We haven’t really seen any real success out of projects that aim to capture sign language and translate it so far – it’s no easy task by any means. Hand movements are subtle and often too quick for a machine to catch in real time. But a new project from the Google AI labs, might make a difference in the near future.
Google’s software uses machine learning to produce a ‘map’ of the hands and fingers via just a smartphone’s camera. It is made out of three AI models that work together: a palm detector (called BlazePalm) which recognizes the palm, hence knows where it’s at and that it doesn’t have to worry about tracking if anything else is going on with it.
The second AI model is a hand landmark model, which looks at the cropped image that the BlazePalm detected and lastly, a gesture recognizer that classifies the previous configuration into gestures by assigning them with 21 coordinates which can tell how far away they are.

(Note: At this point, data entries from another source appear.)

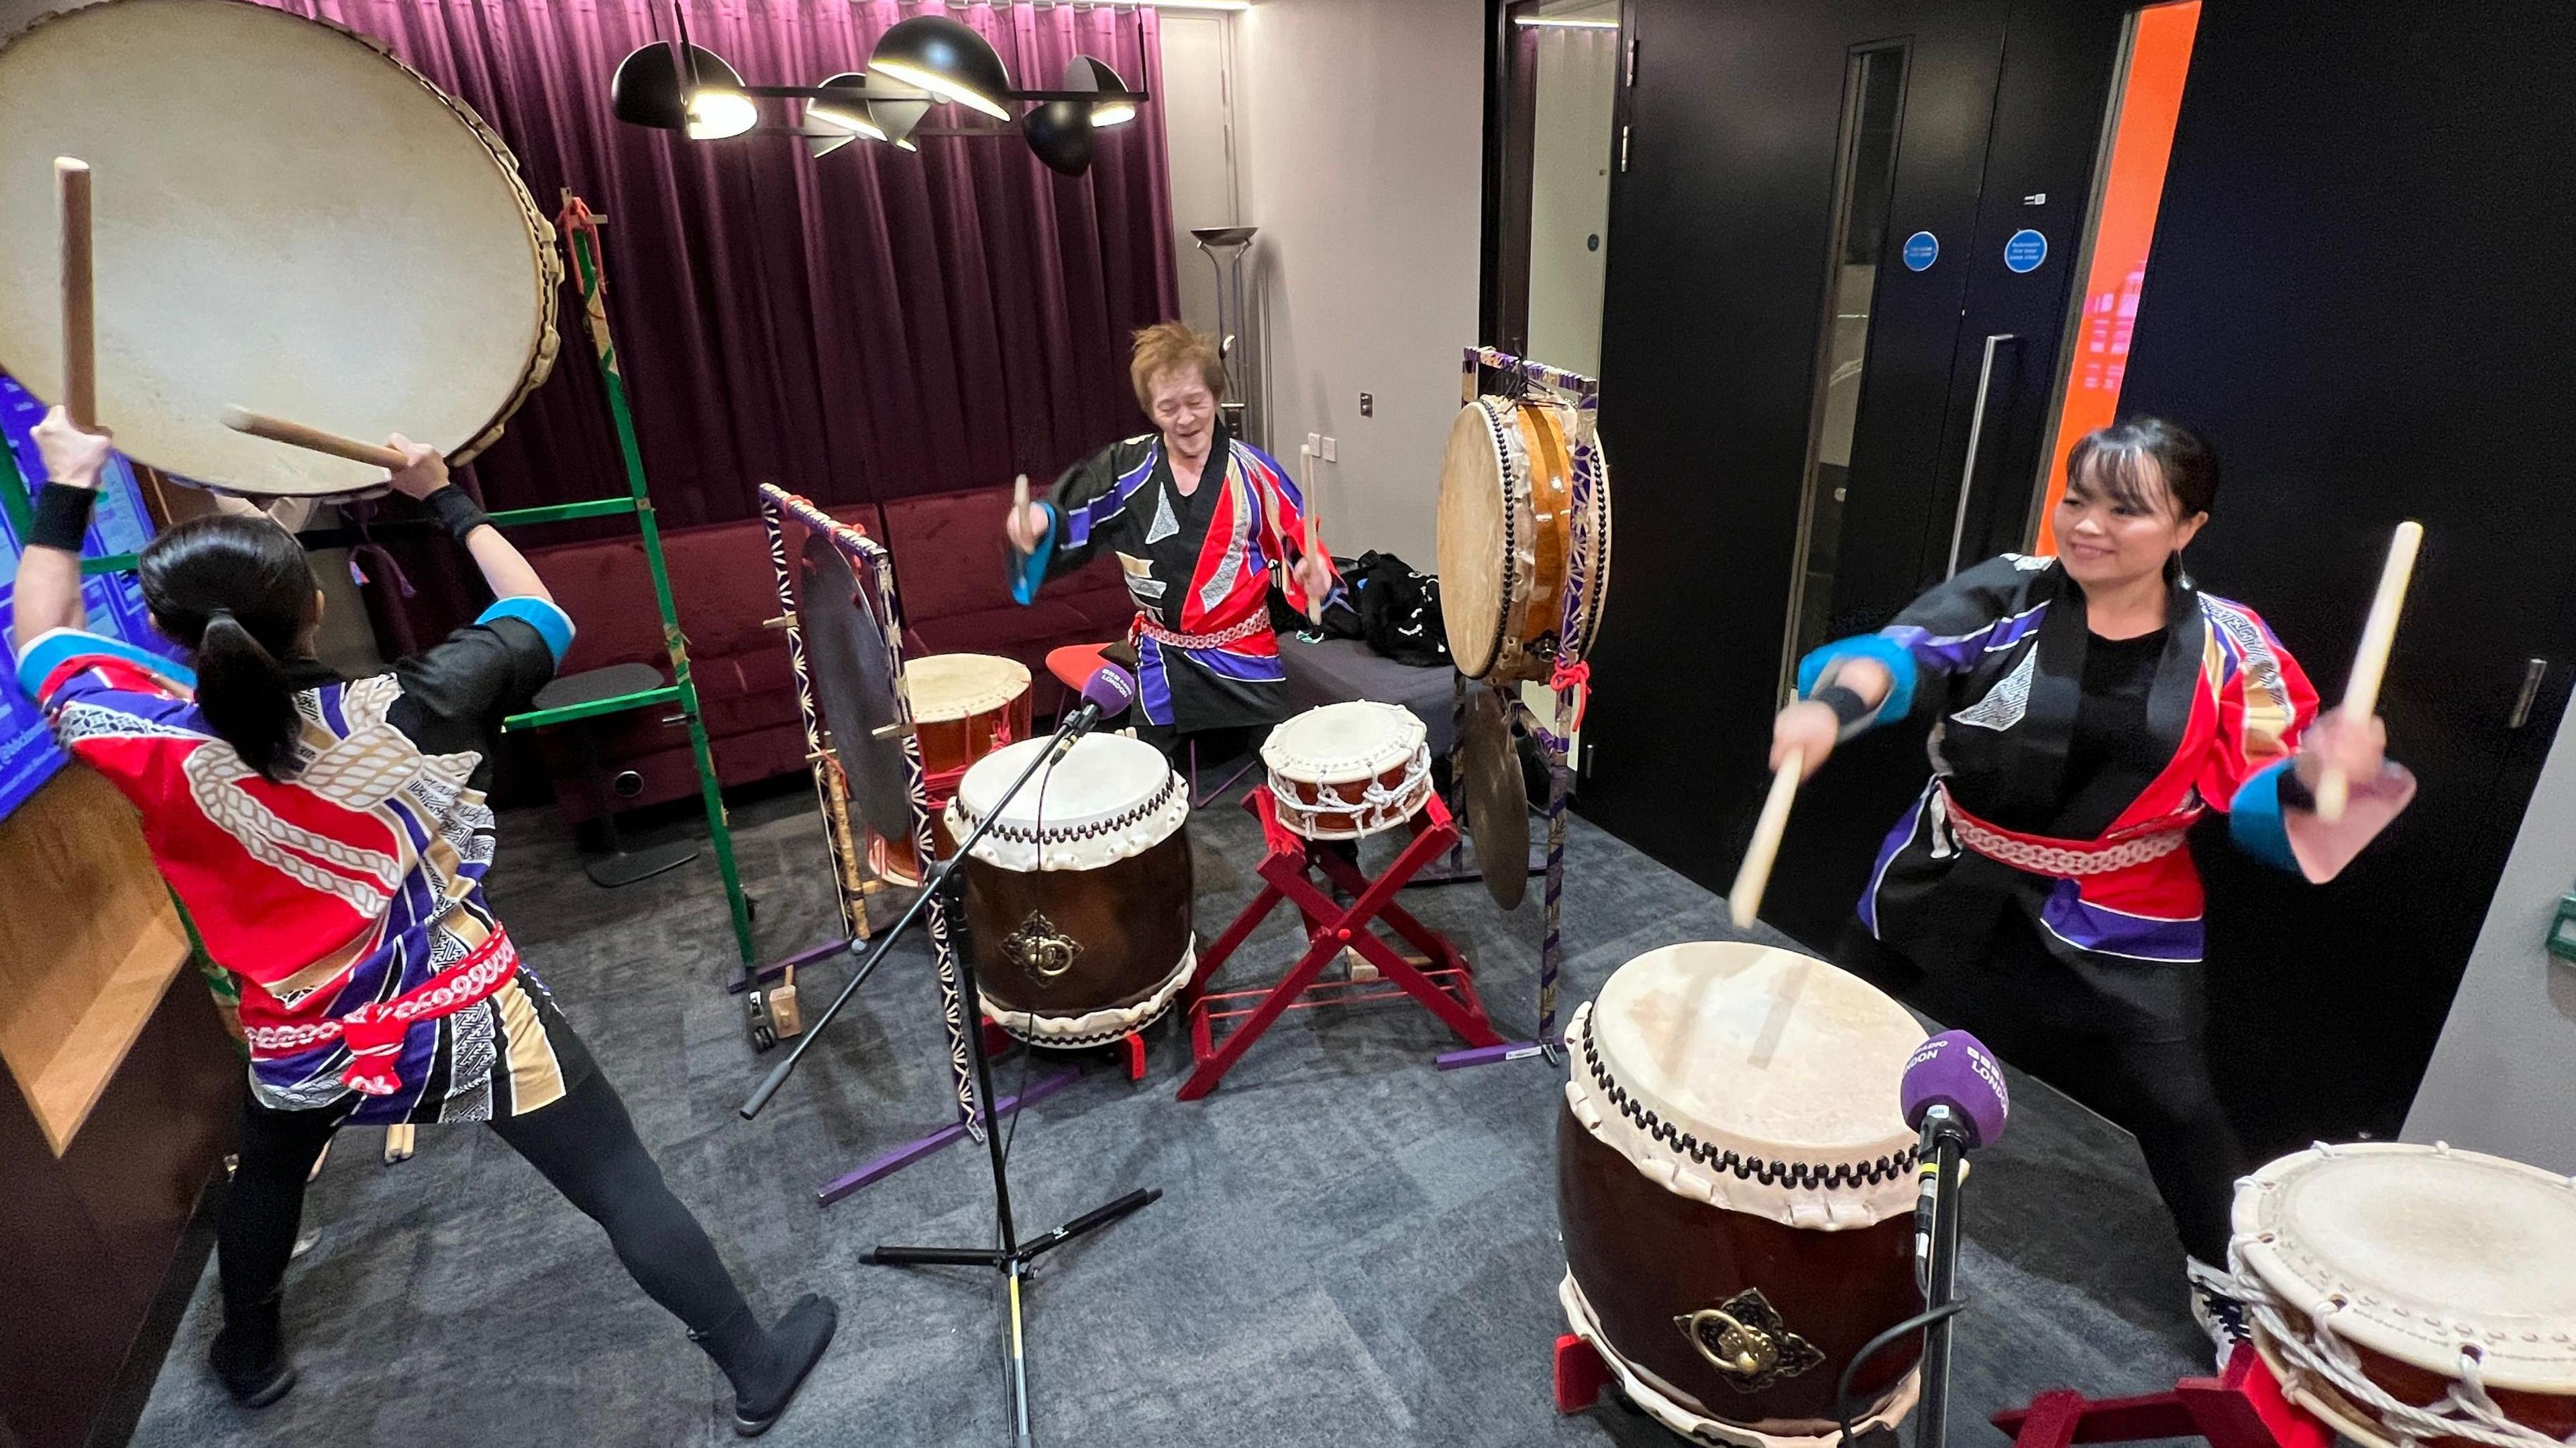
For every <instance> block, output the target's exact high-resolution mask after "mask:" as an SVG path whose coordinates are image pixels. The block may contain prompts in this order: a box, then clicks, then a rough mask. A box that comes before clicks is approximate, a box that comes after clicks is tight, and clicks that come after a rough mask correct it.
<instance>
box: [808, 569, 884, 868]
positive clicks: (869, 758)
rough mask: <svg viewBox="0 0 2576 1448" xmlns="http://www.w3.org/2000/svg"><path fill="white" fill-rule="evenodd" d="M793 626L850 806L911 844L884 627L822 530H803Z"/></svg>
mask: <svg viewBox="0 0 2576 1448" xmlns="http://www.w3.org/2000/svg"><path fill="white" fill-rule="evenodd" d="M799 582H801V593H799V600H796V629H799V631H801V634H804V647H806V680H809V685H811V688H814V709H817V714H822V724H824V729H827V732H829V737H827V747H829V750H832V757H837V760H840V773H842V778H845V781H848V783H850V809H855V812H858V817H860V822H863V824H866V827H868V830H873V832H876V835H878V837H884V840H894V843H896V845H899V850H896V853H902V850H907V848H909V845H912V809H909V806H907V804H904V799H907V796H909V794H912V781H909V778H907V776H904V747H902V742H899V739H896V737H894V724H896V714H894V683H891V678H889V675H886V634H884V631H881V629H878V626H876V613H871V611H868V605H866V603H863V600H860V595H858V577H855V575H853V572H850V559H848V557H842V551H840V549H835V546H832V538H824V536H822V533H806V554H804V580H799Z"/></svg>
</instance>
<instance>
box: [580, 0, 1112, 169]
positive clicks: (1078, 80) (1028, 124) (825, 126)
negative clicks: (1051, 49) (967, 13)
mask: <svg viewBox="0 0 2576 1448" xmlns="http://www.w3.org/2000/svg"><path fill="white" fill-rule="evenodd" d="M672 21H675V28H677V36H680V39H677V41H672V44H662V41H654V44H647V46H639V49H636V52H634V54H629V57H626V59H623V62H618V72H616V77H613V80H611V82H608V100H611V111H613V113H616V119H618V121H626V124H634V126H654V129H662V131H680V134H683V137H688V139H693V142H714V139H726V137H739V134H747V131H760V134H793V137H804V142H806V147H809V149H811V152H814V155H817V157H822V155H829V152H837V149H840V147H845V144H850V142H860V139H866V142H884V144H894V147H899V149H920V147H914V144H912V137H914V134H925V137H1007V134H1012V126H1010V124H1007V121H1012V103H1018V100H1036V103H1038V106H1036V108H1033V111H1028V113H1025V116H1020V119H1018V131H1020V137H1025V139H1028V147H1030V152H1036V155H1038V160H1043V162H1046V165H1048V167H1054V170H1059V173H1064V175H1082V173H1084V170H1090V165H1092V157H1095V155H1097V129H1100V126H1115V124H1123V121H1133V119H1136V106H1141V103H1144V100H1149V95H1146V93H1144V90H1133V88H1128V82H1126V80H1121V77H1118V72H1115V70H1113V67H1110V64H1108V62H1103V59H1095V57H1087V54H1077V57H1074V59H1072V62H1066V67H1064V85H1061V88H1059V90H1012V85H1010V70H1007V67H1005V64H1002V57H999V52H994V49H992V41H987V39H984V36H979V33H976V31H974V28H969V26H963V23H958V21H951V18H945V15H914V18H909V21H902V23H896V26H891V28H889V31H886V33H884V36H878V39H876V49H873V54H871V57H868V70H866V72H855V70H845V72H840V75H829V77H824V80H822V82H819V85H744V82H742V75H739V72H737V70H734V67H732V64H726V62H724V57H719V54H714V52H708V49H706V46H696V44H690V41H688V18H685V15H683V13H680V0H672ZM768 98H783V100H804V116H801V121H804V124H801V126H762V124H760V106H757V103H760V100H768ZM933 106H963V108H969V111H979V113H984V116H992V119H994V121H1005V126H938V129H922V119H925V116H927V113H930V108H933Z"/></svg>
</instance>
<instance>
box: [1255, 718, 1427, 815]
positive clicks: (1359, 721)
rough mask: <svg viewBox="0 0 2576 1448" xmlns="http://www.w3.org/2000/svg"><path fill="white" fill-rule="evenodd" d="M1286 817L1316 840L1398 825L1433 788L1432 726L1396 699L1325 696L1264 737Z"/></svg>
mask: <svg viewBox="0 0 2576 1448" xmlns="http://www.w3.org/2000/svg"><path fill="white" fill-rule="evenodd" d="M1262 765H1267V768H1270V794H1273V796H1275V799H1278V809H1280V824H1285V827H1291V830H1296V832H1298V835H1303V837H1309V840H1358V837H1363V835H1376V832H1378V830H1394V827H1396V824H1404V822H1406V819H1412V817H1414V814H1419V812H1422V804H1425V801H1427V799H1430V796H1432V747H1430V732H1427V729H1422V721H1419V719H1414V711H1412V709H1399V706H1394V703H1370V701H1365V698H1355V701H1350V703H1324V706H1321V709H1309V711H1306V714H1298V716H1296V719H1288V721H1285V724H1280V727H1278V729H1270V739H1265V742H1262Z"/></svg>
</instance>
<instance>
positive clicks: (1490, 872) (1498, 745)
mask: <svg viewBox="0 0 2576 1448" xmlns="http://www.w3.org/2000/svg"><path fill="white" fill-rule="evenodd" d="M1463 739H1466V747H1463V750H1461V760H1458V786H1461V794H1463V799H1466V827H1468V832H1473V837H1476V868H1479V871H1481V873H1484V889H1486V891H1489V894H1492V897H1494V904H1499V907H1504V910H1520V899H1522V897H1525V894H1530V796H1528V788H1525V786H1522V778H1520V752H1517V750H1515V747H1512V724H1510V719H1507V714H1504V706H1502V696H1499V693H1497V691H1492V688H1481V685H1468V691H1466V734H1463Z"/></svg>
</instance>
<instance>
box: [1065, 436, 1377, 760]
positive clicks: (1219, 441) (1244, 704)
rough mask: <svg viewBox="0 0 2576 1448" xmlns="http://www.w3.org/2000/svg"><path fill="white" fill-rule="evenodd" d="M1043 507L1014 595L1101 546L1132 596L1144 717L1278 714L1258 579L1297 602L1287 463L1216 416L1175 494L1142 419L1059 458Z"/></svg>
mask: <svg viewBox="0 0 2576 1448" xmlns="http://www.w3.org/2000/svg"><path fill="white" fill-rule="evenodd" d="M1048 508H1051V510H1054V526H1051V528H1048V533H1046V541H1043V544H1041V546H1038V551H1036V554H1030V559H1028V564H1025V569H1028V572H1025V577H1023V585H1020V600H1023V603H1028V600H1033V598H1036V580H1038V577H1054V575H1061V572H1066V569H1074V567H1082V564H1087V562H1090V559H1092V557H1097V554H1100V551H1103V549H1108V551H1110V554H1115V557H1118V569H1121V577H1123V580H1126V587H1128V598H1133V600H1136V618H1139V629H1136V634H1133V642H1136V685H1139V691H1136V693H1139V698H1136V703H1139V709H1141V711H1144V716H1146V721H1151V724H1164V727H1172V729H1180V732H1198V729H1224V727H1231V724H1275V721H1280V719H1285V716H1288V675H1285V672H1283V670H1280V644H1278V634H1273V631H1270V590H1278V593H1280V595H1283V598H1285V600H1288V608H1293V611H1298V613H1306V608H1309V598H1306V587H1303V585H1301V582H1298V577H1296V569H1291V567H1288V559H1291V554H1296V551H1303V541H1306V523H1303V518H1306V497H1303V492H1298V484H1296V479H1291V477H1288V469H1283V466H1280V464H1278V461H1275V459H1273V456H1270V453H1265V451H1260V448H1255V446H1252V443H1244V441H1236V438H1229V435H1226V430H1224V425H1218V428H1216V441H1213V443H1211V446H1208V466H1206V472H1200V479H1198V487H1195V490H1190V495H1188V497H1182V492H1180V487H1175V482H1172V461H1170V459H1167V456H1164V448H1162V435H1157V433H1144V435H1136V438H1126V441H1123V443H1110V446H1108V448H1100V451H1097V453H1092V456H1087V459H1082V461H1079V464H1074V466H1072V469H1066V474H1064V477H1061V479H1059V482H1056V492H1054V497H1051V502H1048ZM1334 595H1340V587H1337V590H1334ZM1180 639H1188V642H1180Z"/></svg>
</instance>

The team behind the system had to add those 21 points manually, to 30,000 images featuring hands in different types of lighting and poses in order for the machine learning system to understand what it’s looking at at any given time.
This work resulted in the system created by the Google AI Labs, which can run on a smartphone easily, within the MediaPipe framework.
“Whereas current state-of-the-art approaches rely primarily on powerful desktop environments for inference, our method achieves real-time performance on a mobile phone, and even scales to multiple hands,” esearchers Valentin Bazarevsky and Fan Zhang said in a blog post. “Robust real-time hand perception is a decidedly challenging computer vision task, as hands often occlude themselves or each other (e.g. finger/palm occlusions and hand shakes) and lack high contrast patterns.”
For the time being, the researchers didn’t add the software to any products, instead, they are giving it away for free and hope that others will take their work further and improve on it.
“We hope that providing this hand perception functionality to the wider research and development community will result in an emergence of creative use cases, stimulating new applications and new research avenues.” Bazarevsky and Zhang said.